What insight does that song bring, I'm not quite sure.  There's a wisdom in it, about love, I suppose.  And time.  "Now this song is nearly over.  We may never find out what it means.  Still there's a light that shines before me, and you're the measure of my dreams."

The model, I suppose, is stressed.  Lincoln came out of the great countryside, of Kentucky, of lost towns in Illinois, humble places, backwater.  Farm and animals.  Whatever the corporate lawyer he was for railroad companies, his fine house in Springfield, there is no city boy Trump playboy quality to him, and no helicopter, above the people, in which Lincoln ever travelled, having to sneak through Baltimore in disguise in a detached rail car to get to his Inaugural.

Interesting, then, that the country people should fall for such a man as Trump and his corporate promises, his flashy stance of strength and power, a manipulator.
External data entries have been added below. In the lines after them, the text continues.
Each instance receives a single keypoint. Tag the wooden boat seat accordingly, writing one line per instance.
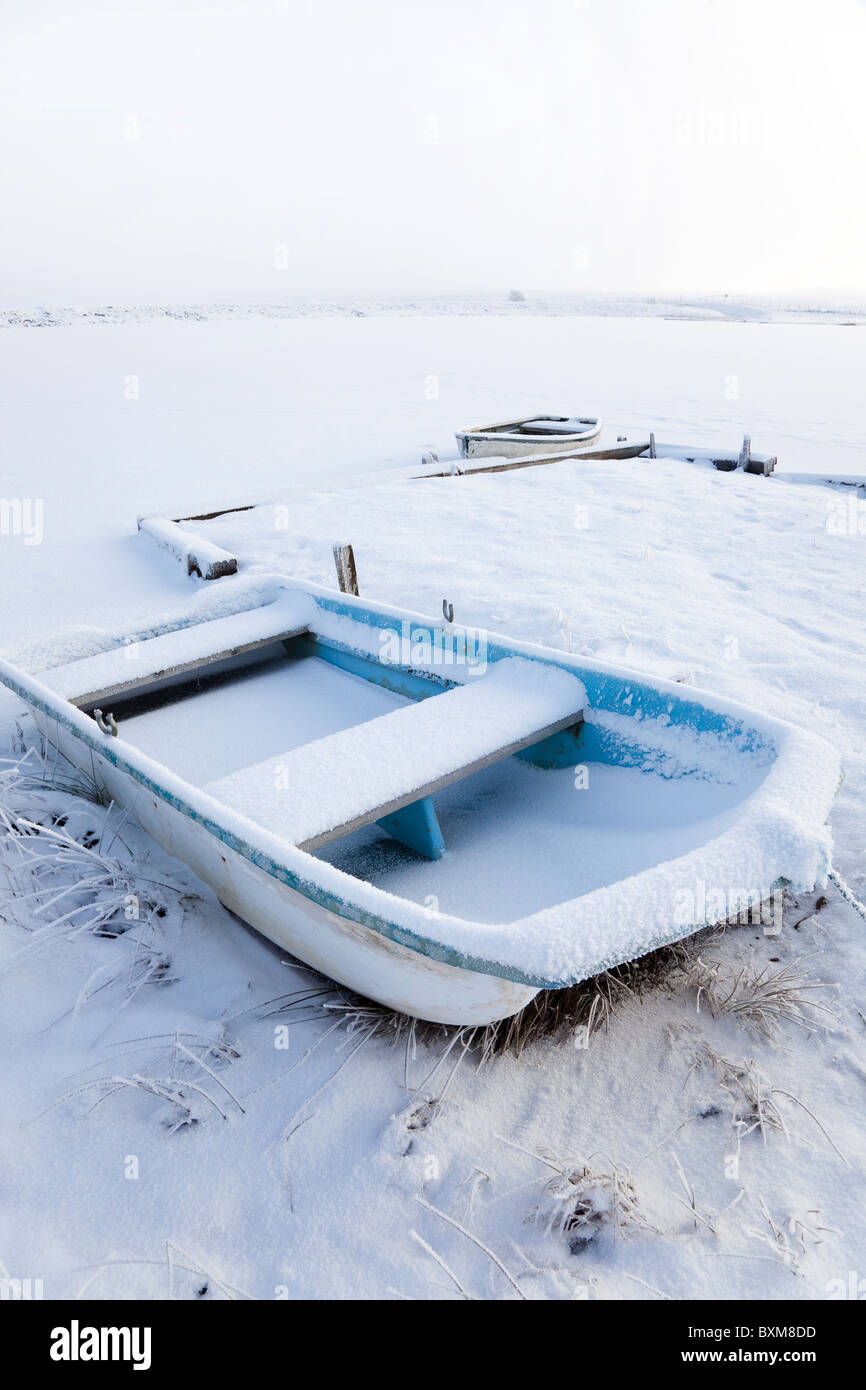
(182, 652)
(558, 426)
(387, 769)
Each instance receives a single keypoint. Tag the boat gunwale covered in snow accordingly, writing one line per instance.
(405, 954)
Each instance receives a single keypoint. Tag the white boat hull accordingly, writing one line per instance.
(346, 951)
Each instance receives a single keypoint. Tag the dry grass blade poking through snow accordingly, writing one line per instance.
(70, 873)
(762, 997)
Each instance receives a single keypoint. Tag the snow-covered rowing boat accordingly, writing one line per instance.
(533, 434)
(442, 819)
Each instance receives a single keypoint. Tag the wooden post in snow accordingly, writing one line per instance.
(346, 574)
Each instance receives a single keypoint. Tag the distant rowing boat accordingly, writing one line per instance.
(533, 434)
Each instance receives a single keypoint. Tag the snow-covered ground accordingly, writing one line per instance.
(719, 1161)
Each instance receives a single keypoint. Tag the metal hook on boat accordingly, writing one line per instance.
(107, 723)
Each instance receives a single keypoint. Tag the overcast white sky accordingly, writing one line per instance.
(220, 150)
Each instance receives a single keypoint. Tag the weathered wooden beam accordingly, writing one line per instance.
(346, 573)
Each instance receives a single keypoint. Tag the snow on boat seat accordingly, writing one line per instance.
(387, 769)
(556, 426)
(171, 655)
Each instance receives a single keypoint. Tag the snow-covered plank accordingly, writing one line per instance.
(134, 665)
(195, 552)
(327, 788)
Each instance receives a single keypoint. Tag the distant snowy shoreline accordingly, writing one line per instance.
(555, 306)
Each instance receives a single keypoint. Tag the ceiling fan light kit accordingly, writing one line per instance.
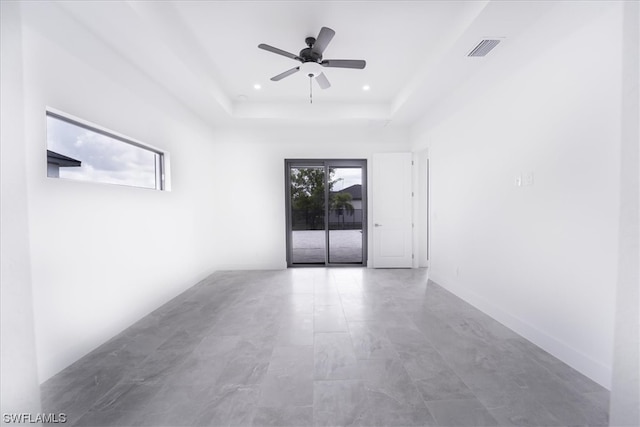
(311, 59)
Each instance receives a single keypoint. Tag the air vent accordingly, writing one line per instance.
(484, 47)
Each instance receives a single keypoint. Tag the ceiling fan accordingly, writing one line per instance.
(311, 58)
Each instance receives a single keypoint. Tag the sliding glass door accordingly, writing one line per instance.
(326, 212)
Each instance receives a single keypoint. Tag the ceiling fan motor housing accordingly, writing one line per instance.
(309, 55)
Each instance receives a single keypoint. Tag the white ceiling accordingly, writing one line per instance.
(205, 52)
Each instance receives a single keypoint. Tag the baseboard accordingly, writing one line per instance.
(579, 361)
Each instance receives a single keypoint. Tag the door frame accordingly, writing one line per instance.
(326, 163)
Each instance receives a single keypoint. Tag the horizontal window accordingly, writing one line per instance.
(83, 152)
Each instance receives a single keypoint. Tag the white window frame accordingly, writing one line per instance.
(162, 159)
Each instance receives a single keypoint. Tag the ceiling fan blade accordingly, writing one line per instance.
(323, 39)
(285, 74)
(279, 51)
(323, 82)
(344, 63)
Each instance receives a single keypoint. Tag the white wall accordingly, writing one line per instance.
(625, 389)
(540, 258)
(20, 393)
(103, 256)
(250, 170)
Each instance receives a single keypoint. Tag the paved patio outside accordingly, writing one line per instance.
(345, 246)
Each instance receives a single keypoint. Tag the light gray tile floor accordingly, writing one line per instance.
(334, 347)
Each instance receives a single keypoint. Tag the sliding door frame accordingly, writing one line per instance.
(326, 164)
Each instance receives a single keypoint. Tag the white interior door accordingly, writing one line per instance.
(392, 209)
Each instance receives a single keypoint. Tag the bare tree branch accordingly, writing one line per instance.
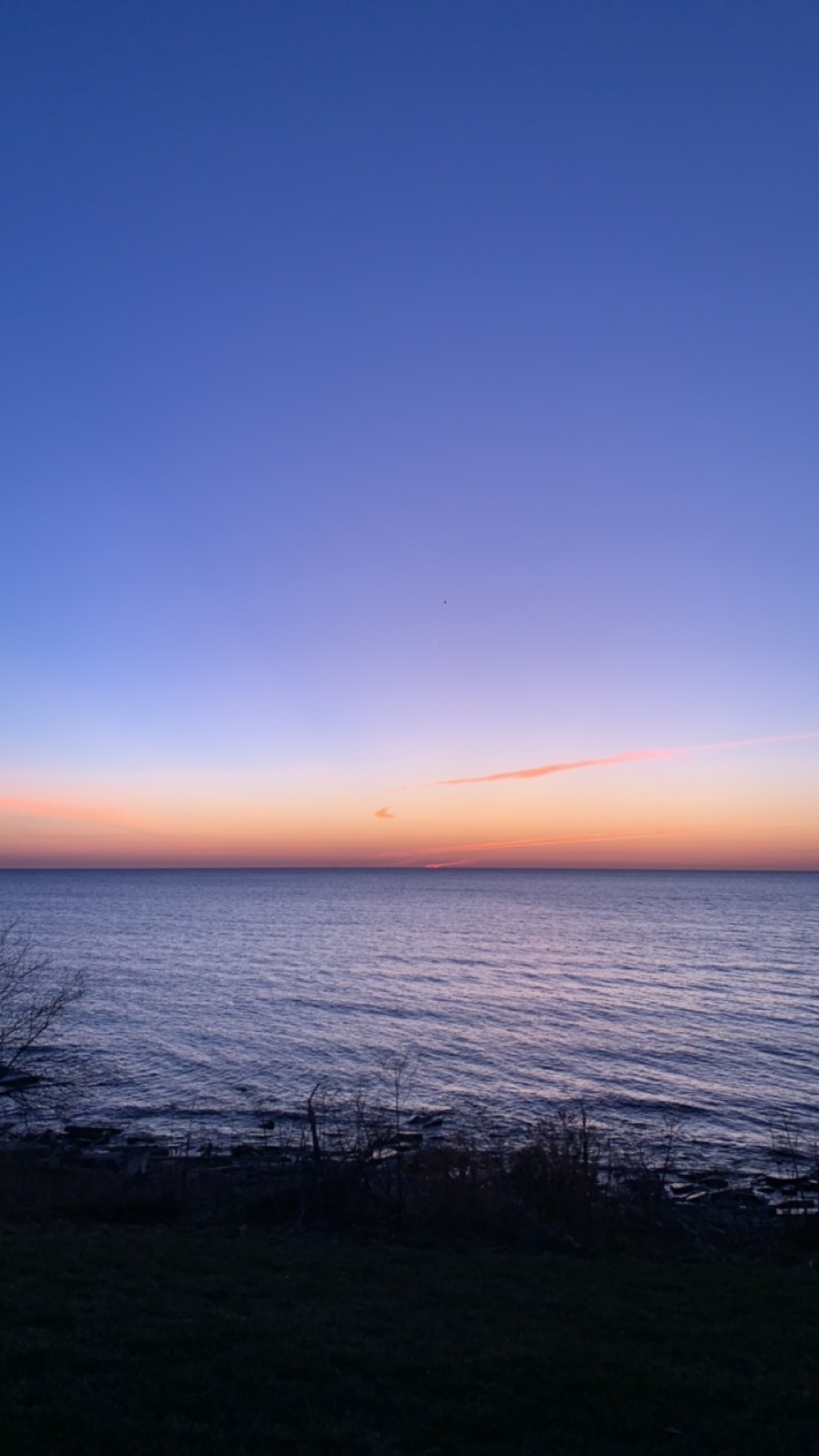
(32, 996)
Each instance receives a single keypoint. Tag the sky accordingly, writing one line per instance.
(398, 399)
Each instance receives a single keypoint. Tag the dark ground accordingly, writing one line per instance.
(167, 1340)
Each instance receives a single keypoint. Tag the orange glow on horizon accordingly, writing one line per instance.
(663, 808)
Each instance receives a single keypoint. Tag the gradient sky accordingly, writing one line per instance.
(398, 393)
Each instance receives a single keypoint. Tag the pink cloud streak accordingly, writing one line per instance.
(637, 756)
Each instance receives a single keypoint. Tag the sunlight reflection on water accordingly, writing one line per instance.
(516, 989)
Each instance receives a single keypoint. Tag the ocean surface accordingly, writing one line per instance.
(510, 992)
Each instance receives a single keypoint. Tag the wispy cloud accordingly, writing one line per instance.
(637, 756)
(38, 808)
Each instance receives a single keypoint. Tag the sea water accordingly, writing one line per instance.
(508, 992)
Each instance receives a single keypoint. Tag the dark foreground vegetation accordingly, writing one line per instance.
(354, 1289)
(352, 1281)
(205, 1341)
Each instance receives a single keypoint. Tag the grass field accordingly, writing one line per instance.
(156, 1340)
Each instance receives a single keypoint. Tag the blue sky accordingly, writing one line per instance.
(401, 392)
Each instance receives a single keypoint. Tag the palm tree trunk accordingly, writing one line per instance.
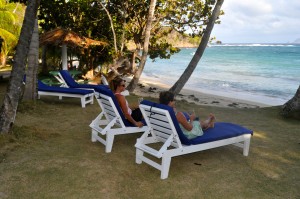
(11, 99)
(176, 88)
(30, 92)
(132, 85)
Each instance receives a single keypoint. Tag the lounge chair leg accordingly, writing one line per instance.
(246, 147)
(166, 161)
(93, 134)
(109, 143)
(139, 153)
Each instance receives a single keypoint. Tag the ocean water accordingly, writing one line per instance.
(263, 73)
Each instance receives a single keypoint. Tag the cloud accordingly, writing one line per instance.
(261, 21)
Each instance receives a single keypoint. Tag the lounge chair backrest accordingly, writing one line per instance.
(44, 87)
(68, 79)
(162, 120)
(110, 103)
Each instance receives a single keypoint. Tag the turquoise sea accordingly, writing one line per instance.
(264, 73)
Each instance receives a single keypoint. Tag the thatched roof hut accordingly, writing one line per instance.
(61, 36)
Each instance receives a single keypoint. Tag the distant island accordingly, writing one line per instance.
(297, 41)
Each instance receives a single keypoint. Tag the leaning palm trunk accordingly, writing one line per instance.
(176, 88)
(138, 73)
(30, 92)
(11, 99)
(292, 107)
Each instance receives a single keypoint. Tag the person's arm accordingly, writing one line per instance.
(122, 101)
(188, 125)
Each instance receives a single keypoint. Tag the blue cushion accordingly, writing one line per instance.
(73, 84)
(221, 130)
(44, 87)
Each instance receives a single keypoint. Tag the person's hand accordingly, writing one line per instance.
(192, 116)
(139, 124)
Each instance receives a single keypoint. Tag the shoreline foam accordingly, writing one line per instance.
(148, 88)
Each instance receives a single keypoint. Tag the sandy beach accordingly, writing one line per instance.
(148, 88)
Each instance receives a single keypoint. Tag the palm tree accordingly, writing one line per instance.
(176, 88)
(138, 73)
(11, 17)
(8, 110)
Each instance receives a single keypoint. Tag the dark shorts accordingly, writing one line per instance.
(137, 115)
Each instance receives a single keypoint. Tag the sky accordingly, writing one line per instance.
(259, 21)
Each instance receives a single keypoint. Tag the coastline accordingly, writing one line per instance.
(148, 88)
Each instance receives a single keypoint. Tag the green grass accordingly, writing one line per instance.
(50, 155)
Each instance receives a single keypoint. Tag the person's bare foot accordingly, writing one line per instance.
(212, 120)
(209, 123)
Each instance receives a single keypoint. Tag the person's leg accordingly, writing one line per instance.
(137, 115)
(209, 122)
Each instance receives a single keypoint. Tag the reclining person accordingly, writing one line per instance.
(134, 116)
(192, 128)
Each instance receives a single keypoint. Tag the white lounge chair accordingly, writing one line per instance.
(110, 121)
(164, 129)
(86, 96)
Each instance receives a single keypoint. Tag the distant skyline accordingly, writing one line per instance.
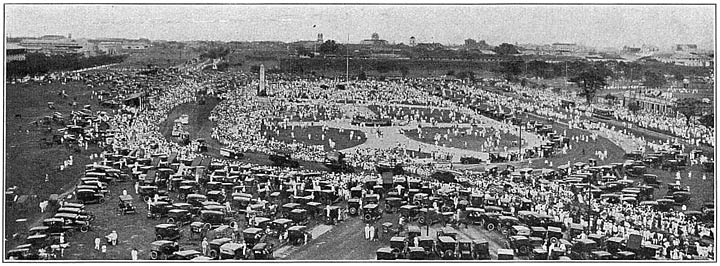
(590, 25)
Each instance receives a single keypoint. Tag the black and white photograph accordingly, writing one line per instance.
(359, 132)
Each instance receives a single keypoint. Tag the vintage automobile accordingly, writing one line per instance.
(392, 204)
(185, 255)
(428, 216)
(158, 209)
(519, 243)
(427, 244)
(253, 235)
(353, 206)
(582, 248)
(480, 249)
(232, 251)
(212, 219)
(506, 254)
(398, 246)
(464, 249)
(77, 211)
(554, 234)
(125, 205)
(371, 212)
(489, 220)
(279, 226)
(79, 222)
(298, 235)
(179, 217)
(600, 255)
(89, 196)
(299, 216)
(162, 249)
(385, 253)
(262, 251)
(417, 253)
(214, 246)
(167, 232)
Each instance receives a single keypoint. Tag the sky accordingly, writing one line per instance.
(591, 25)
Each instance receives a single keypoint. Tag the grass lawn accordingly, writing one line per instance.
(28, 159)
(473, 142)
(702, 190)
(414, 113)
(341, 138)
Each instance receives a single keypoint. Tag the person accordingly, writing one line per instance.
(133, 254)
(112, 238)
(367, 231)
(43, 206)
(204, 246)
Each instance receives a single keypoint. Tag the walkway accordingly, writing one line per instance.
(391, 136)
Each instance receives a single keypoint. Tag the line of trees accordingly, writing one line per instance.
(37, 63)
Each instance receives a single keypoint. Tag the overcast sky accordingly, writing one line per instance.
(598, 26)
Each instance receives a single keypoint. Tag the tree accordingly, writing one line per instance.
(590, 81)
(679, 76)
(690, 107)
(610, 98)
(511, 69)
(708, 120)
(329, 47)
(634, 107)
(506, 49)
(654, 80)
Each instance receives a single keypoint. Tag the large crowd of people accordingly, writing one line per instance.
(242, 119)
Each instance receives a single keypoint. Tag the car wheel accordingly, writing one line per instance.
(448, 254)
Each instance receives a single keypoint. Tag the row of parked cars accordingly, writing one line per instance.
(70, 218)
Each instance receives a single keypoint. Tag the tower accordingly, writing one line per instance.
(261, 89)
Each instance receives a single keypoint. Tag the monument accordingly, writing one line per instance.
(261, 89)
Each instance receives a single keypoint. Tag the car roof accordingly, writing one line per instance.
(161, 242)
(165, 226)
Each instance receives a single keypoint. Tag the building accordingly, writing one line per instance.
(685, 59)
(14, 52)
(135, 46)
(562, 48)
(686, 48)
(374, 40)
(54, 44)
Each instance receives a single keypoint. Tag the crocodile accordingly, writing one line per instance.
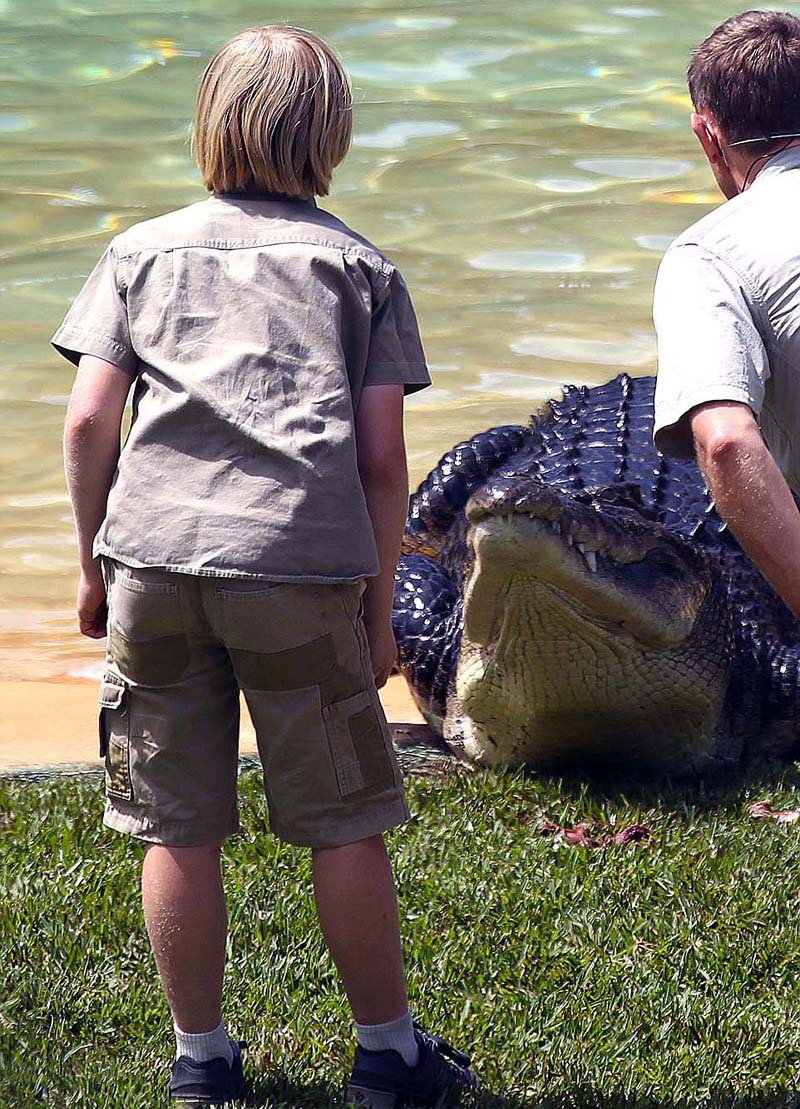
(569, 598)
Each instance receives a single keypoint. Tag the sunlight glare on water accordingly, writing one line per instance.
(524, 166)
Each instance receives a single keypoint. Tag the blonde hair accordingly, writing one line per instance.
(274, 113)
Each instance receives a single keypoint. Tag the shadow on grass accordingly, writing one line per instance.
(705, 794)
(277, 1092)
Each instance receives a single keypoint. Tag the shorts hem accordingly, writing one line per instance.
(171, 833)
(343, 832)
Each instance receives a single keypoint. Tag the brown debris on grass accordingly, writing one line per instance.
(596, 835)
(762, 811)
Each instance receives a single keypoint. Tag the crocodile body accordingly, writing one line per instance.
(568, 596)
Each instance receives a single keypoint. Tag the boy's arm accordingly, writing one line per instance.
(91, 451)
(384, 476)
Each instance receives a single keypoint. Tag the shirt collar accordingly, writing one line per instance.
(261, 194)
(779, 163)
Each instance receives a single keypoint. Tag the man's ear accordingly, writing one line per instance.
(707, 136)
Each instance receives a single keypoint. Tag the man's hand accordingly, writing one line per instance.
(91, 604)
(750, 492)
(383, 650)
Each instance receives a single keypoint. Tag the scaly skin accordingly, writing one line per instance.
(567, 596)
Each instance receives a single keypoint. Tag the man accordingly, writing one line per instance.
(727, 305)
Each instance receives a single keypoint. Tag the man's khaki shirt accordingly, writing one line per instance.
(250, 327)
(727, 312)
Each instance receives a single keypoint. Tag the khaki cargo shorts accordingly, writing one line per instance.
(180, 649)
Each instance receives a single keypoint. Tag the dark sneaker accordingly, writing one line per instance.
(208, 1084)
(382, 1080)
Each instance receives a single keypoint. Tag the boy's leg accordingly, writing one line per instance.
(184, 911)
(357, 908)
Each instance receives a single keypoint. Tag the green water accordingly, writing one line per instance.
(524, 164)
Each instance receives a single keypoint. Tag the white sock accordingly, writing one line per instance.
(394, 1036)
(200, 1047)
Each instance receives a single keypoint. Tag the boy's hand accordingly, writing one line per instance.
(383, 650)
(91, 604)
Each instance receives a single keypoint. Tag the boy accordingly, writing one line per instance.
(263, 480)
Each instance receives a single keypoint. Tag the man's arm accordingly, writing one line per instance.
(91, 451)
(384, 476)
(750, 492)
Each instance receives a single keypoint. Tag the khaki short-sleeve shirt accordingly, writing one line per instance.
(727, 313)
(250, 327)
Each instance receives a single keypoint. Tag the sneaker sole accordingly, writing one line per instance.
(362, 1097)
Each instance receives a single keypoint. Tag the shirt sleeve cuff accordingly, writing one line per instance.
(72, 344)
(411, 377)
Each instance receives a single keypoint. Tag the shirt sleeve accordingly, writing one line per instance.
(709, 346)
(98, 321)
(395, 354)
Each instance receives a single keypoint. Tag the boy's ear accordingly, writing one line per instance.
(707, 136)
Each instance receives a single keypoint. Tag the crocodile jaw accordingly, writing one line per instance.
(560, 664)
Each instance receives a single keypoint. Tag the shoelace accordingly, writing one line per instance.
(442, 1047)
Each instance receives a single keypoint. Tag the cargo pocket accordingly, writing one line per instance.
(114, 736)
(357, 745)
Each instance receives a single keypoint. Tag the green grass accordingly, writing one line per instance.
(665, 975)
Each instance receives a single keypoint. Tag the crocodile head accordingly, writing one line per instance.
(591, 633)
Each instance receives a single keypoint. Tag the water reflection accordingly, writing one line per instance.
(525, 172)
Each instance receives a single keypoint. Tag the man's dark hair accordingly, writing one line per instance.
(747, 74)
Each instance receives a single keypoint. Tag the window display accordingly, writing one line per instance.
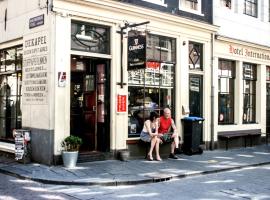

The chefs I knew, they were all country boys.  Strong, resourceful, resilient.  Keeping long hours, enjoying their beverages.  They were French, and Swiss, or a lady from Jackson, Mississippi, educated at Radcliffe.   They made things happen, they worked hard, they kept things consistent.  They were hearty.  They all like music.

City people, stylish, smart as they are, well-educated, there was something they lacked.  And what they lacked fell into a spiritual quality, and that quality, with access, but their talents pointed in a different direction from those who get their music and words from nature.

City people will always be wondering, "where did you get this talent, where did it come from?"  It stumps them.  So they counter by promoting their own city sound, their city writing, their city style, but, to my taste, they miss out on the real authentic thing.  They miss the beauty of the traditional, in favor of the urban.  Nothing against that, the source of the urban is the country anyway.